Density theorems with applications in quantum signal processing

TL;DR

This paper proves that certain polynomial families used in quantum signal processing can approximate any continuous function on [0,1] despite additional outside constraints, and introduces algorithms for approximating step functions.

Contribution

It establishes the approximation power of constrained polynomial families in quantum signal processing and develops algorithms for step function approximation.

Findings

Additional constraints do not limit approximation capabilities.

Polynomial families can approximate any continuous function on [0,1].
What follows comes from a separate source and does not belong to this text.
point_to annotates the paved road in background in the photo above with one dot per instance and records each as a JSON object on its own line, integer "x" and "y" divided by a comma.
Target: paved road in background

Proposed heuristic algorithms effectively approximate step functions.

Abstract

We study the approximation capabilities of two families of univariate polynomials that arise in applications of quantum signal processing. Although approximation only in the domain $[0,1]$ is physically desired, these polynomial families are defined by bound constraints not just in $[0,1]$, but also with additional bound constraints outside $[0,1]$. One might wonder then if these additional constraints inhibit their approximation properties within $[0,1]$. The main result of this paper is that this is not the case -- the additional constraints do not hinder the ability of these polynomial families to approximate arbitrarily well any continuous function $f:[0,1] \rightarrow [0,1]$ in the supremum norm, provided $f$ also matches any polynomial in the family at $0$ and $1$. We additionally study the specific problem of approximating the step function on $[0,1]$ (with the step from $0$ to $1$ occurring at $x=\frac{1}{2}$) using one of these families, and propose two subfamilies of monotone and non-monotone approximations. For the non-monotone case, under some additional assumptions, we provide an iterative heuristic algorithm that finds the optimal polynomial approximation.